Plus, you know, we need to find decent pizza and bagels.
Our first dinner out with friends was at The Oakwood Canadian Bistro, which we're very lucky to have in walking distance. While it manages to hit any number of hipster foodie restaurant cliches (Edison bulbs, buy beer for the kitchen item on menu, staff with long beards and/or visible tattoos, kale and Brussels sprouts in a single dish), the quality of the cooking elevates it. The atmosphere is friendly and cozy, while elegant in a rustic way, which is aided by the small-plates-to-share menu. We're thinking about going for New Year's Eve. Favorite items include that kale-roasted cauliflower-Brussels sprouts salad, a halibut with lardons and lentils (with pescatarian friends, the kitchen put the lardons on the side for me), fancified, but not too, poutine, and a killer cocktail made with smoked rum and ginger beer that arrives actually smoking, on a little wooden plank.

We had a wildly successful Korean brunch with friends at Sura, where for $15 per person the table is covered with amazingly delicious dishes, way more than we could eat. Even the children loved it.
For brunch, which we typically go out for on those weekends we are able to
On the pizza front, we've settled on Nat's New York Pizza, which is about as close as I think we're going to get. It's a far cry from our beloved Salvatore's in Port Washington, but let's face it, most pizza is.
It wouldn't be life in Vancouver without at least an occasional family dinner at White Spot, a Western Canada family restaurant chain that uses good ingredients and cooks them well in a not-too-frenetic atmosphere. They are famous for the kids meal "Pirate Packs" that come in a cardboard pirate ship and are much loved by my boys. I had a quinoa and tandoori cauliflower salad there with salmon on top that really was delicious.

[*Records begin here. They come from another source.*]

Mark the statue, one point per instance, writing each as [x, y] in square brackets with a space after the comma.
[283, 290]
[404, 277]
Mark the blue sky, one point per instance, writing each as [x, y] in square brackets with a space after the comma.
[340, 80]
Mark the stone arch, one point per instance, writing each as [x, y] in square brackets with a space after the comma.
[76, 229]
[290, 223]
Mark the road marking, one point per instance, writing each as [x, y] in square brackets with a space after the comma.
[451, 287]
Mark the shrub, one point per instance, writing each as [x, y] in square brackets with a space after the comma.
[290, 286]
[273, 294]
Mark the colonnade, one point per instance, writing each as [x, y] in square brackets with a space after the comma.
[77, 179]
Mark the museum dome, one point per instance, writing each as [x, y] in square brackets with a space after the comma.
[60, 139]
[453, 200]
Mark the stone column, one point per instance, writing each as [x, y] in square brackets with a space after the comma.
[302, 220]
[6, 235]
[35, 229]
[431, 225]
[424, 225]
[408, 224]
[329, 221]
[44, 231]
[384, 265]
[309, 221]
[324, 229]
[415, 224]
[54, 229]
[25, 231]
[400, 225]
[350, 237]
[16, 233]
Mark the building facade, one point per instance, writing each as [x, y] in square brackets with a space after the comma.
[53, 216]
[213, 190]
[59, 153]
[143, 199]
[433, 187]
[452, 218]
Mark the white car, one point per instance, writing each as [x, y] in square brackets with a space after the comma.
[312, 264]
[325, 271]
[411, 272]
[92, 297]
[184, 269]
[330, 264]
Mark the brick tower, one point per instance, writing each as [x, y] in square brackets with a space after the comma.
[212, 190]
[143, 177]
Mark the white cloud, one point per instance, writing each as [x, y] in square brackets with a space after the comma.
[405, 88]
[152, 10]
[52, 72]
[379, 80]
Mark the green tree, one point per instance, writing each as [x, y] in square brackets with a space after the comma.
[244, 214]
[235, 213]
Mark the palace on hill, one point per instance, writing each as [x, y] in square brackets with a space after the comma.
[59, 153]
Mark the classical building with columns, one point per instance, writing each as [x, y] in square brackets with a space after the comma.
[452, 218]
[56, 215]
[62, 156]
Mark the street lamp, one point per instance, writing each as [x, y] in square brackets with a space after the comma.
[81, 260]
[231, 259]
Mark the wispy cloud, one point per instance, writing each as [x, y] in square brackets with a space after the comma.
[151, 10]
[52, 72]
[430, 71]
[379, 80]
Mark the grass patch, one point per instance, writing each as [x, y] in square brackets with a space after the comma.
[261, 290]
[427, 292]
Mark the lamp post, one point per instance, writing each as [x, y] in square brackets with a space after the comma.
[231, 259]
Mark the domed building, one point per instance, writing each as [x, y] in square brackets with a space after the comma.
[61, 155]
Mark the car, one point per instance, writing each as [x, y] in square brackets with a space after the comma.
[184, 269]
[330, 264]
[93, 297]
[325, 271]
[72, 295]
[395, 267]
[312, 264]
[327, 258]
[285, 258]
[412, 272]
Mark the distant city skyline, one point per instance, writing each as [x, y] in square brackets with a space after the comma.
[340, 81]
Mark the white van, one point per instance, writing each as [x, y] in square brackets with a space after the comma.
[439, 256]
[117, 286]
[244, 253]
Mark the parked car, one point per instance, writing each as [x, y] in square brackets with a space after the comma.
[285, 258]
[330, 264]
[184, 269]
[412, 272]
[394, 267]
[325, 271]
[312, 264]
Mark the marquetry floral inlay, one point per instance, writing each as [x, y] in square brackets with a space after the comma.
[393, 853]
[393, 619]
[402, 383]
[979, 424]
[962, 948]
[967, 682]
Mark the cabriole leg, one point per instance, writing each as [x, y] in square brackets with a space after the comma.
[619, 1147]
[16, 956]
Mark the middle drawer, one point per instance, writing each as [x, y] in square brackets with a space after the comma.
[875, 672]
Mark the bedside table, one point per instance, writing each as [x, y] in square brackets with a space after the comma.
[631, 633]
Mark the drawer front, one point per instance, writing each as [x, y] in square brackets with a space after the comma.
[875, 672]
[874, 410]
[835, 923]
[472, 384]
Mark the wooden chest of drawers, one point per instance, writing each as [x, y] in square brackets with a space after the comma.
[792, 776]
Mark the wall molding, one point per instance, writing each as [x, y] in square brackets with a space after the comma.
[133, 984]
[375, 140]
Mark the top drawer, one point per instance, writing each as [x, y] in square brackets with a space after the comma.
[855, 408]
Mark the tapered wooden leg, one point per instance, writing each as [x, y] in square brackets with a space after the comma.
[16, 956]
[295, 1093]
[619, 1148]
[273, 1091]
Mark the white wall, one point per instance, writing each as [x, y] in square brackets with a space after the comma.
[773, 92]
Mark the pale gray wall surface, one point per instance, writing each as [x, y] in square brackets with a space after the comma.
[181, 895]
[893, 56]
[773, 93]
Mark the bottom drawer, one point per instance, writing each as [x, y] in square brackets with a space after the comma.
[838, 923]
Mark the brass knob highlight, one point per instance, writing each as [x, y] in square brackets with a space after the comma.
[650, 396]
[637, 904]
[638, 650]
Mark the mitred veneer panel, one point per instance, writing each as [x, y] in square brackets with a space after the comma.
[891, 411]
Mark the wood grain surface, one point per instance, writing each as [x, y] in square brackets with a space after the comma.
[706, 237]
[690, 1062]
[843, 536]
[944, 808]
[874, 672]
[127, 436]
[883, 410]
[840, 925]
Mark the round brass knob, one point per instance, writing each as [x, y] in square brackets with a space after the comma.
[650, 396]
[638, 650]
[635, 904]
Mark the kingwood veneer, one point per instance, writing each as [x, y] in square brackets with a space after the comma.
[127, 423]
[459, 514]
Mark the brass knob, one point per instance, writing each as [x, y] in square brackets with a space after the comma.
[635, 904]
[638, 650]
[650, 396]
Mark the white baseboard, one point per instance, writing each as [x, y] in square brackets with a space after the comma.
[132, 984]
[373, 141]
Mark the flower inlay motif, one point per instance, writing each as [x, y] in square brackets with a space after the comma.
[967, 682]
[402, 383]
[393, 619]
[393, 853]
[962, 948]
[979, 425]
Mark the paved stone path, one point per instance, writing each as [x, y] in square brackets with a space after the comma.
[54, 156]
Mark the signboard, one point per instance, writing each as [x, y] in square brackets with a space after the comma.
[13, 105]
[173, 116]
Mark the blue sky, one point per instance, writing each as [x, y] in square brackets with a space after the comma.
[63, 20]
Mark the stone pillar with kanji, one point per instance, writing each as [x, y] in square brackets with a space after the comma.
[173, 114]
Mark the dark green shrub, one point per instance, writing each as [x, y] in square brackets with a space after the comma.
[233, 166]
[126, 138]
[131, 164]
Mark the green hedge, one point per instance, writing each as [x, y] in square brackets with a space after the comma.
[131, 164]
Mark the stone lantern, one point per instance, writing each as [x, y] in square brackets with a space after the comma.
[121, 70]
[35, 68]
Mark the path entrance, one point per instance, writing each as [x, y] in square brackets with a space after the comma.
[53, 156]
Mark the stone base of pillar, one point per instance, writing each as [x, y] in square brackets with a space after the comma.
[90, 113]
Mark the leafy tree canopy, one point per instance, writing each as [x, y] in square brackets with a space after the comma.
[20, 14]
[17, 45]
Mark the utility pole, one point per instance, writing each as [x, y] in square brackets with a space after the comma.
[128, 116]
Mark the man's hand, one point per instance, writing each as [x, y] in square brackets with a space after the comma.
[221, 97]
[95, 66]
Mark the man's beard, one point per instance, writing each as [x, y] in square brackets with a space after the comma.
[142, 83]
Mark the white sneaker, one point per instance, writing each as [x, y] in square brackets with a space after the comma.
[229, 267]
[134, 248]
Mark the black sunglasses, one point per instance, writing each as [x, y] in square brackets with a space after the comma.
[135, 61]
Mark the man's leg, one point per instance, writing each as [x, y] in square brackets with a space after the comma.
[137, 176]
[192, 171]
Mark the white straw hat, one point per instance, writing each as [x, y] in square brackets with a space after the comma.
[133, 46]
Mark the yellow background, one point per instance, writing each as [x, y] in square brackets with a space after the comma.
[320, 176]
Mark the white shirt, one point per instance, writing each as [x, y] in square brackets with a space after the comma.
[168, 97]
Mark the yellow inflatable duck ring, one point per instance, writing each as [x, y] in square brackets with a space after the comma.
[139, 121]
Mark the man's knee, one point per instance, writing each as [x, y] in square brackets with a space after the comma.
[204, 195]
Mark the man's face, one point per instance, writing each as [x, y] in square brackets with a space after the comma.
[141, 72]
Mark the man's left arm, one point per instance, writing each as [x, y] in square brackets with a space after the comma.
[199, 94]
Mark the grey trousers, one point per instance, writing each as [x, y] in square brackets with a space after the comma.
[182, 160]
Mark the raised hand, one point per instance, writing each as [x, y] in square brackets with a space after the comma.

Bagels present another whole set of issues. First of all, even the best bagels here are Montreal style, which will never fully please a born New Yorker. They're always going to taste too under-salted and too over-sweetened. The lox, while made of spectacular Sockeye salmon, is too crumbly compared to lush Nova. But I recently found a bagel I think I can live with at Rosemary Rocksalt. The signature bagel contains rosemary in the dough and is sprinkled with rocksalt. While I'm usually pretty much a bagel traditionalist in terms of flavorings, these strike me as in the correct spirit -- rosemary turns out to go wonderfully with salmon and cream cheese -- and the rocksalt adds that saltiness I was missing. The plain and other flavors are also good, and the texture is on target. Plus, they're constantly coming out of the wood-fired oven piping hot, and they have a very good rugalach. I plan to sample their bagel with Montreal smoked meat and mustard, at which point I'll probably have my U.S. passport revoked.


What's most exciting is that nearly all the places I've described are within walking distance of our house, and barely scratch the surface of the available offerings in the neighborhood, much less the city.